How can my application leverage etags, and does introducing streaming/chunked encoding introduce any complications?
When doing HTTP streaming with Transfer-Encoding: chunked
, Content-Length
can't be sent because it often is not known.
To my understanding, when browsers leverage etags they require knowing Content-Length
. If an etag is provided but not Content-Length
, browsers will never send If-None-Match
.
Is there a way around this?
Etags are http headers used to version pages and allows the client to reuse previously cached copies of a page, if the page have not changed.
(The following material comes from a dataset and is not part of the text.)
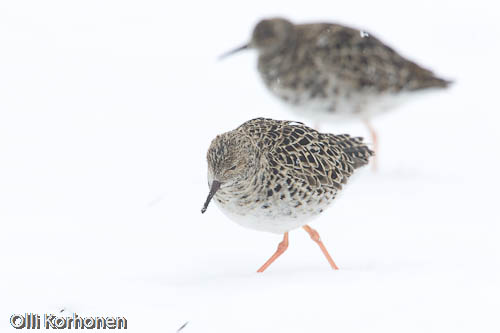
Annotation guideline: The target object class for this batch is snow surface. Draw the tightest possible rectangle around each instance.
[0,0,500,333]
The basic idea is that the client goes to a page and sends an http request to the server that has the page. The server then renders the page and returns the response to the client along with an etag that holds some value. In addition to showing the page, the client will file a copy of that page in its local cache along with the etag. The next time the client visits that page, the client will issue a request to the webserver but include the etag in an If-None-Match
header. Such a request is known as an conditional GET. The client is saying, "I would like this page, however I already have a cached version of the page with this etag value, so if you think that my cached version is current, just tell me that, and I'll just show my cached copy to the user".
There aren't any semantic requirements for the etag value. It should be used to store a value that allows you to determine if the clients copy is up to date.
The simplest way to do this is to calculate a hash of your response and if the hash matches the etag value in the request headers, then the client already holds an identical copy and you can return a 304 No content
and return an empty body in the response. This is much faster than returning the entire page again.
While calculating a hash is a simple and safe way to determine if the cache is still good, more intelligent techniques exist that will allow you to reduce the load on your webserver. Consider a page that displays a product in a webshop. Instead of rendering the page with the product description and then computing and comparing the hash, you could just use the product's updated_at
attribute. This means that the first thing you do in your application is check the etag and fetch the product from the database to compare the updated_at
attribute. If that matches, you assume the product's details have not been changed and you can finish the request processing without doing anything further and then return the 304 No content
response.
However, you should be careful with this kind of optimization, as there may be additional content on the page that can be become outdated without affecting the updated_at
attribute of the product in your database. This could be a sidebar with the latest news or worse, a personalized part of the page such as a shopping cart listing previously added products.
Chunked encoding is merely a technique to transfer a response in multiple chunks, so the receiving client can start rendering the page faster while the server is still working on the remaining chunks. It does not have anything to do with caching. However, if you want to use the hashed value of the response as the etag, that is obviously not possible as the headers are sent before you know the full response, which are required to calculate the hash.